Helena Erthal disse...

Prezado Saulo,

Fico feliz em vê-lo expressar-se tão livremente...após, o que me pareceu, um longo período de asfixia...Sim, precisamos escrever, não vamos nos importar com o quanto expomos nossas almas pois o mais importante é a conexão que fazemos com o outro...seja ele(a) quem for.

Quando alguém faz um comentário lindo como esse que você me brindou, vale por todo silêncio que meus textos já receberam de meu ínfimo público. Ma é como você bem colocou, escrevemos porque é da nossa natureza, não para alguém ou por alguém.
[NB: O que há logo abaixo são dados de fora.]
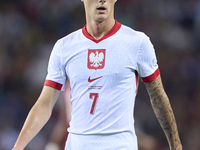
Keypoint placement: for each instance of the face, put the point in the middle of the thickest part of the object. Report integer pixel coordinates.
(99, 10)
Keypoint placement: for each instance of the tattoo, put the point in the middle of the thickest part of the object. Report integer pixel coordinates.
(164, 112)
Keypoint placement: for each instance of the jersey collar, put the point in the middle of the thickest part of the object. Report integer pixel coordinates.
(114, 29)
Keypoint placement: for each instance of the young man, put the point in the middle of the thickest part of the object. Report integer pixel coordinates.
(102, 62)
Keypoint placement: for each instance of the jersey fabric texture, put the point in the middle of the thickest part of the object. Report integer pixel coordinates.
(103, 76)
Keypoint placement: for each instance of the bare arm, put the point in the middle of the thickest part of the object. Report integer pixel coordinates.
(37, 117)
(164, 112)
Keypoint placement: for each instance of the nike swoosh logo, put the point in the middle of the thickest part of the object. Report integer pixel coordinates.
(91, 80)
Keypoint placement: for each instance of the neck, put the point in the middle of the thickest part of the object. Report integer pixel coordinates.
(99, 29)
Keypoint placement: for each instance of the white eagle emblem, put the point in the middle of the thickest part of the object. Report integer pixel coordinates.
(96, 59)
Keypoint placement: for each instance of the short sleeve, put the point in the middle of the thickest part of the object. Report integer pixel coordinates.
(147, 66)
(56, 76)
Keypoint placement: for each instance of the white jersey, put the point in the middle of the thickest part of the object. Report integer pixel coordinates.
(103, 76)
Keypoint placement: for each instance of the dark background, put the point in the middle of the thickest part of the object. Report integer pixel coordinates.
(29, 29)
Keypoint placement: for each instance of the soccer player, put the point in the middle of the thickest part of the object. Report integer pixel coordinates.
(102, 62)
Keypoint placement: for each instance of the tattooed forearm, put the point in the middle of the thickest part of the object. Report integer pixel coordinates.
(164, 112)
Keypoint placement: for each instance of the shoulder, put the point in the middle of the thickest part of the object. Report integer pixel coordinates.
(66, 40)
(131, 32)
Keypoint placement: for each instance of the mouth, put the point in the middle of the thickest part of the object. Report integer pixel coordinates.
(101, 9)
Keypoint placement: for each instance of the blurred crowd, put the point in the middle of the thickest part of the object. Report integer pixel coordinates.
(30, 28)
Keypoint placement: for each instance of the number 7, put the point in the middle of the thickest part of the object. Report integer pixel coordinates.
(95, 95)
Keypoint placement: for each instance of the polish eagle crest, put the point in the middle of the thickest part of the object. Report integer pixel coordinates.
(96, 59)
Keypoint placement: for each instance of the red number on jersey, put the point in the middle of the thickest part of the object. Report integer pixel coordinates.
(93, 96)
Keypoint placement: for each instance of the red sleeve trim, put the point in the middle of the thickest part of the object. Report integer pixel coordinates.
(53, 84)
(151, 77)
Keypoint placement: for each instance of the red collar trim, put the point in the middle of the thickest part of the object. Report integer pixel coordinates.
(114, 29)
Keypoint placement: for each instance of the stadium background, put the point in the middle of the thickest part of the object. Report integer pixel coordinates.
(29, 29)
Tento manter uma prontidão positiva ao por vir, manter minha alegria, como um guerreiro que se renova para combater a próxima batalha. Meu alimento vem das leituras/reflexões e da manutenção de minha saúde, que sem isso não existe como empreender nada.
Concordo contigo sobre a questão do “caminho do meio” que as vezes pode acabar sendo o meio do caminho. Mas creio que temos como perceber as questões que precisam ser tratadas de forma radical, e assim agirmos. É uma sintonia a ser conquistada, através dos nossos erros e acertos.
Nenhuma vida é para ser, ou pode ser linear e fácil de levar, senão o sentido maior se perderia, não é mesmo?
Agradeço pela reflexão e mais ainda pelo texto elegante e genuíno, sim, você assinou dessa vez.